Gira has taken this loose, bluesy strain even further in his new song-based project, Angels of Light. These songs are less reliant on the apocalyptic visual imagery that underpinned Swans’ relentless, thrilling surge. Gira’s new voice is one of humble intimacy, the sound of a man shedding past burdens and discovering new ways of seeing. The musical palette is restrained and absorbing, with accordion and dulcimer adding colour and intimacy throughout.

The results are occasionally stunning; ‘Forever Yours’ and ‘Song For My Father’ in particular are among the most affecting things Gira has written. But there is a schematic quality to some of the other songs that strikes a jarring note. The lyrics are recited slowly and dolefully, with little melodic invention to lighten the mood. At their recent London concert, the Angels of Light shrugged off these limitations in the songs and transformed them into blinding, ecstatic convulsions of pure energy. The record, sadly, suffers from a listlessness that the warm and delicate arrangements are unable to dissipate.

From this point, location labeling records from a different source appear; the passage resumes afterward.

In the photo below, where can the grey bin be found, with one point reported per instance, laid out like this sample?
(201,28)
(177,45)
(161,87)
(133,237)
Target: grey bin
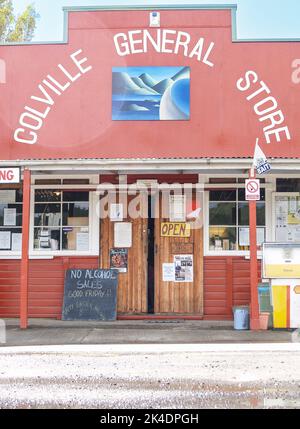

If New Mother represents a slackening off from Swans’ intense emotional charge, Gira’s parallel Body Lovers/Body Haters project can be seen as a move in the opposite direction, a ratcheting of atmosphere and tension. These two CDs, representing the first phase in a projected three-album series, were originally issued separately in the USA and have now been brought together for European release.

Gira accurately describes this mainly instrumental music as ‘psycho-ambient’. While its abstract drifts and swirls share many of the formal properties of Ambient, they are determinedly inward-looking. Also, unlike much Ambient there is a restless intelligence at work here, ordering, shaping and defining. Distant, rumbling drones are picked apart by alien sounds, stately rhythms and sparing acoustic instrumentation. Occasional vocal interventions – a woman’s weeping, a baby’s screaming and a short, mournful song – all serve to heighten the sense of unease. Seriously effective, but not to be listened to with the lights off.